Fesih hakkının kötüye kullanılması ve kötü niyet tazminatı ödenmesi zorunluluğu

 

20.07.2005

 

Arşiv Arama

 

Önceki Sayfa

 

SOSYAL GÜVENLİK VE İŞ HUKUKU

Fesih hakkının kötüye kullanılması ve kötü niyet tazminatı ödenmesi zorunluluğu

İbrahim Işıklı - e-mail: ibrahimis@hotmail.com - 20 Temmuz 2005 Çarşamba - Dünya

4857 sayılı İş Kanunu'nun 17. maddesinde, 4857 sayılı kanunun 18. maddesinin birinci fıkrası uyarınca aynı kanunun 18, 19, 20 ve 21'inci maddelerinin uygulanma alanı dışında kalan işçilerin iş sözleşmesinin, fesih hakkının kötüye kullanılarak sona erdirildiği durumlarda işçiye bildirim süresinin üç katı tutarında tazminat ödeneceği, fesih için bildirim şartına da uyulmaması ayrıca dördüncü fıkra uyarınca tazminat ödenmesini gerektireceği hükme bağlanmıştır.

Bu maddeye göre ödenecek tazminatlar ile bildirim sürelerine ait peşin ödenecek ücretin hesabında 32'nci maddenin birinci fıkrasında yazılan ücrete ek olarak işçiye sağlanmış para veya para ile ölçülmesi mümkün sözleşme ve kanundan doğan menfaatler de göz önünde tutulur.

Uygulamada bu tazminat, "kötüniyet tazminatı" olarak adlandırılmaktadır. Yargıtay'a göre, kötüniyetli feshin kabulü için işçinin şikayet yoluna başvurusunun haklı veya haksız olmasının, kural olarak bir etkisi yoktur. Kötüniyet tazminatı ödenen hallerde işveren, 4857 sayılı kanunun 18, 19, 20 ve 21'inci maddelerinin uygulanma alanı dışında kalan işçilerin iş sözleşmesini fesih bildirimi yoluyla kanunda gösterilen usul ve sürelere uygun olarak sona erdirmekle birlikte fesih hakkını kötüye kullanmaktadır. Dolayısıyla, ortada ihbar tazminatı ödenmesini gerektiren bir durum olmamakla birlikte, kötüniyet tazminatı ödenmesini gerektiren bir durum bulunabilir. İşveren, hem bildirim sürelerine uymamış hem de akdi kötüniyetli olarak feshetmişse ihbar ve kötüniyet tazminatlarının ayrı ayrı hesaplanıp ödenmesi gerekir.

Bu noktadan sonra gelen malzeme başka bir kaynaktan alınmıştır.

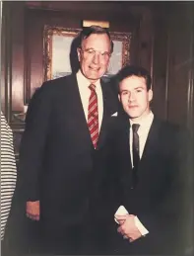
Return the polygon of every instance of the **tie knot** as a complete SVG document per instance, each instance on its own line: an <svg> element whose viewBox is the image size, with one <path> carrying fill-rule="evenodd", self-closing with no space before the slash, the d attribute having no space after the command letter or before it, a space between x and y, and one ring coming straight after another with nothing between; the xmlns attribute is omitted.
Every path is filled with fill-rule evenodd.
<svg viewBox="0 0 194 256"><path fill-rule="evenodd" d="M140 128L140 125L138 125L138 124L133 124L133 125L132 125L133 132L137 132L139 128Z"/></svg>
<svg viewBox="0 0 194 256"><path fill-rule="evenodd" d="M96 85L95 84L90 84L89 85L89 89L91 89L91 91L95 91L96 90Z"/></svg>

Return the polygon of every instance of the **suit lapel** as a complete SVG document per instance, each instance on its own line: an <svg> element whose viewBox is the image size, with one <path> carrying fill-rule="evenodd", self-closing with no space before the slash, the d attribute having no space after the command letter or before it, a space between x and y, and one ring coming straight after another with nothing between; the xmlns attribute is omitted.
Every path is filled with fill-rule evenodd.
<svg viewBox="0 0 194 256"><path fill-rule="evenodd" d="M72 93L72 97L71 96L69 97L69 101L70 101L70 105L73 104L73 108L71 108L71 111L72 111L72 114L75 115L76 117L76 120L77 120L76 123L78 124L80 135L82 135L82 141L84 143L87 142L88 144L92 145L91 134L89 131L88 124L86 122L86 117L85 117L84 108L82 105L82 100L81 100L81 96L78 88L76 75L70 76L69 84L70 84L69 90L71 90L71 93ZM72 101L72 99L74 99L74 101Z"/></svg>
<svg viewBox="0 0 194 256"><path fill-rule="evenodd" d="M141 175L141 173L144 173L145 167L150 163L150 161L152 161L153 152L155 152L156 146L158 146L160 143L159 135L158 135L159 127L160 127L160 123L157 121L156 118L154 118L153 124L151 126L151 128L146 140L142 158L139 163L139 168L138 168L139 175Z"/></svg>

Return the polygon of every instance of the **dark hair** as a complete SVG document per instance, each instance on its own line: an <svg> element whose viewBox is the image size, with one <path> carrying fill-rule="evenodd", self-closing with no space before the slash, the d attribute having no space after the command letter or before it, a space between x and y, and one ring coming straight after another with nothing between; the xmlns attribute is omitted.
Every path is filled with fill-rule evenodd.
<svg viewBox="0 0 194 256"><path fill-rule="evenodd" d="M88 39L91 35L93 34L106 34L109 41L110 41L110 53L113 52L113 47L114 43L110 39L110 35L107 29L101 28L99 26L91 26L91 27L86 27L82 30L80 34L80 45L79 47L82 47L82 43L84 40Z"/></svg>
<svg viewBox="0 0 194 256"><path fill-rule="evenodd" d="M125 78L133 75L145 78L147 90L149 91L151 89L152 78L149 71L141 66L127 65L121 68L120 71L118 71L118 73L114 76L118 92L119 92L119 83Z"/></svg>

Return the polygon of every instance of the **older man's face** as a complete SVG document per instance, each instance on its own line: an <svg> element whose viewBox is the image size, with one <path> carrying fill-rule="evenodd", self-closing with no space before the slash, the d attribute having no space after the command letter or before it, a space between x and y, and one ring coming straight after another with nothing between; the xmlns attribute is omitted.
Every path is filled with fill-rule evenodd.
<svg viewBox="0 0 194 256"><path fill-rule="evenodd" d="M81 71L92 83L106 72L110 50L110 40L106 34L92 34L83 41L82 48L78 48Z"/></svg>

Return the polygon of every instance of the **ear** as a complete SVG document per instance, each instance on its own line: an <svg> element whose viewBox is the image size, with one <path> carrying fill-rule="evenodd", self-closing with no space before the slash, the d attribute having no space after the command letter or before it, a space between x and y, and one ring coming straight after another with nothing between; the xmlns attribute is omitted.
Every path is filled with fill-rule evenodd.
<svg viewBox="0 0 194 256"><path fill-rule="evenodd" d="M152 99L153 99L153 90L152 90L152 89L150 89L150 90L148 91L148 99L149 99L149 102L151 102Z"/></svg>
<svg viewBox="0 0 194 256"><path fill-rule="evenodd" d="M80 61L80 59L81 59L81 48L77 48L77 53L78 53L78 60Z"/></svg>

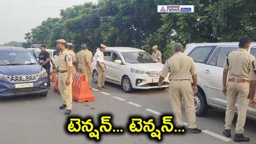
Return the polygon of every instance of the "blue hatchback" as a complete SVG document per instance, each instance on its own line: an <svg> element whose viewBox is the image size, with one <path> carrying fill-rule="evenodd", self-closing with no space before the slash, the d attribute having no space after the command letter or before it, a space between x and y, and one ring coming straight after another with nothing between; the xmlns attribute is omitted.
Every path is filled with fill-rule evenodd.
<svg viewBox="0 0 256 144"><path fill-rule="evenodd" d="M48 75L29 51L0 47L0 97L39 94L48 92Z"/></svg>

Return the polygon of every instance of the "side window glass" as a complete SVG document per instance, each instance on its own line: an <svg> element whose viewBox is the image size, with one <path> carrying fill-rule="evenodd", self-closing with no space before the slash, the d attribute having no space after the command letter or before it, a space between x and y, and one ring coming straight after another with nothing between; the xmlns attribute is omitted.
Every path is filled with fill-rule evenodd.
<svg viewBox="0 0 256 144"><path fill-rule="evenodd" d="M108 61L111 61L111 52L103 52L104 54L104 60Z"/></svg>
<svg viewBox="0 0 256 144"><path fill-rule="evenodd" d="M217 60L217 66L223 67L228 53L238 48L238 47L221 47Z"/></svg>
<svg viewBox="0 0 256 144"><path fill-rule="evenodd" d="M208 64L213 66L216 66L216 64L217 63L217 59L218 58L219 52L220 52L220 47L217 48L212 56L212 57L211 58L211 59L210 59L209 62L208 62Z"/></svg>
<svg viewBox="0 0 256 144"><path fill-rule="evenodd" d="M211 54L212 47L199 47L196 48L190 52L188 56L191 57L195 62L205 63Z"/></svg>

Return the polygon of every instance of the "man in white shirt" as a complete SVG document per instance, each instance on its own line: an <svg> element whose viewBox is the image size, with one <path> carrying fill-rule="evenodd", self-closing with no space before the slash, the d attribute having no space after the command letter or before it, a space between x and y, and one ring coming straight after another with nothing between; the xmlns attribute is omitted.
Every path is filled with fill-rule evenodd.
<svg viewBox="0 0 256 144"><path fill-rule="evenodd" d="M96 67L98 72L97 88L99 90L102 90L102 88L108 88L105 86L105 70L106 66L104 63L104 55L103 53L106 47L106 45L100 44L99 50L97 51L95 53L95 57L97 61Z"/></svg>

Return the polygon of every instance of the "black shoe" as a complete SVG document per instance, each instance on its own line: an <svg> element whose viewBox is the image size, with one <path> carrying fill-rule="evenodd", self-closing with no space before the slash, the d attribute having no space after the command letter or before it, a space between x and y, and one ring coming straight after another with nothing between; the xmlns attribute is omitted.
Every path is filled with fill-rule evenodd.
<svg viewBox="0 0 256 144"><path fill-rule="evenodd" d="M63 104L61 106L60 106L60 109L64 109L64 108L66 108L66 107L67 107L67 105L65 104Z"/></svg>
<svg viewBox="0 0 256 144"><path fill-rule="evenodd" d="M70 115L71 114L71 110L70 109L67 109L66 110L66 111L65 112L65 115Z"/></svg>
<svg viewBox="0 0 256 144"><path fill-rule="evenodd" d="M201 133L201 132L202 132L202 131L201 130L199 130L197 128L196 128L195 129L190 129L189 128L188 128L188 129L187 129L187 131L188 132L191 133Z"/></svg>
<svg viewBox="0 0 256 144"><path fill-rule="evenodd" d="M249 138L244 137L243 134L238 134L236 133L234 138L234 141L236 142L246 142L250 141Z"/></svg>
<svg viewBox="0 0 256 144"><path fill-rule="evenodd" d="M230 130L225 130L223 131L223 134L227 138L231 137L231 132Z"/></svg>

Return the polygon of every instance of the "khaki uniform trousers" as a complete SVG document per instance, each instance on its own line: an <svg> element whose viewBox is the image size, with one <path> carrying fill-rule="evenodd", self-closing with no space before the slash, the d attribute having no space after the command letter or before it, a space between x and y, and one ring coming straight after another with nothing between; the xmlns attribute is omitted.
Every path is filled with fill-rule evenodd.
<svg viewBox="0 0 256 144"><path fill-rule="evenodd" d="M87 67L85 66L78 66L78 72L83 75L87 75Z"/></svg>
<svg viewBox="0 0 256 144"><path fill-rule="evenodd" d="M92 65L91 65L91 68L92 67ZM86 76L86 81L89 84L89 86L90 88L92 88L92 75L90 74L89 68L88 67L86 67L87 68L87 75Z"/></svg>
<svg viewBox="0 0 256 144"><path fill-rule="evenodd" d="M106 69L105 65L104 64L100 63L100 65L104 68ZM98 64L96 64L96 67L97 68L97 70L98 71L98 87L101 87L105 85L105 78L106 75L105 75L105 71L102 72L102 70Z"/></svg>
<svg viewBox="0 0 256 144"><path fill-rule="evenodd" d="M236 101L237 100L237 120L236 127L236 132L242 134L244 132L244 126L245 123L246 114L249 103L249 84L228 82L227 87L227 106L225 118L225 128L230 130L234 118Z"/></svg>
<svg viewBox="0 0 256 144"><path fill-rule="evenodd" d="M191 129L196 128L194 94L190 82L186 80L170 81L169 96L176 125L179 127L184 125L181 108L182 97L185 102L188 127Z"/></svg>
<svg viewBox="0 0 256 144"><path fill-rule="evenodd" d="M67 86L66 81L68 79L68 72L59 75L59 90L61 95L64 104L67 105L67 109L72 109L72 78L70 78L70 84Z"/></svg>

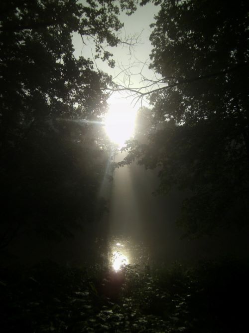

2821 sayılı Sendikalar Kanunu'nun 31. maddesinin 3. fıkrasında, işverenin, bir sendikaya üye olan işçilerle sendika üyesi olmayan işçiler veya ayrı sendikalara üye olan işçiler arasında, işin sevk ve dağıtımında, işçinin mesleki ilerlemesinde, işçinin ücret, ikramiye ve primlerinde, sosyal yardım ve disiplin hükümlerinde ve diğer hususlara ilişkin hükümlerin uygulanması veya çalıştırmaya son vermesi bakımından herhangi bir ayrım yapamıyacağı belirtilmiştir. Aynı maddenin 5'inci fıkrasında ise işçilerin, sendikaya üye olmaları veya olmamaları, iş saatleri dışında veya işverenin rızasıyla iş saatleri içinde, işçi sendika ve konfederasyonlarının faaliyetlerine katılmalarından dolayı işten çıkarılamayacakları veya herhangi bir nedenle farklı muameleye tabi tutulamayacakları belirtilmiştir.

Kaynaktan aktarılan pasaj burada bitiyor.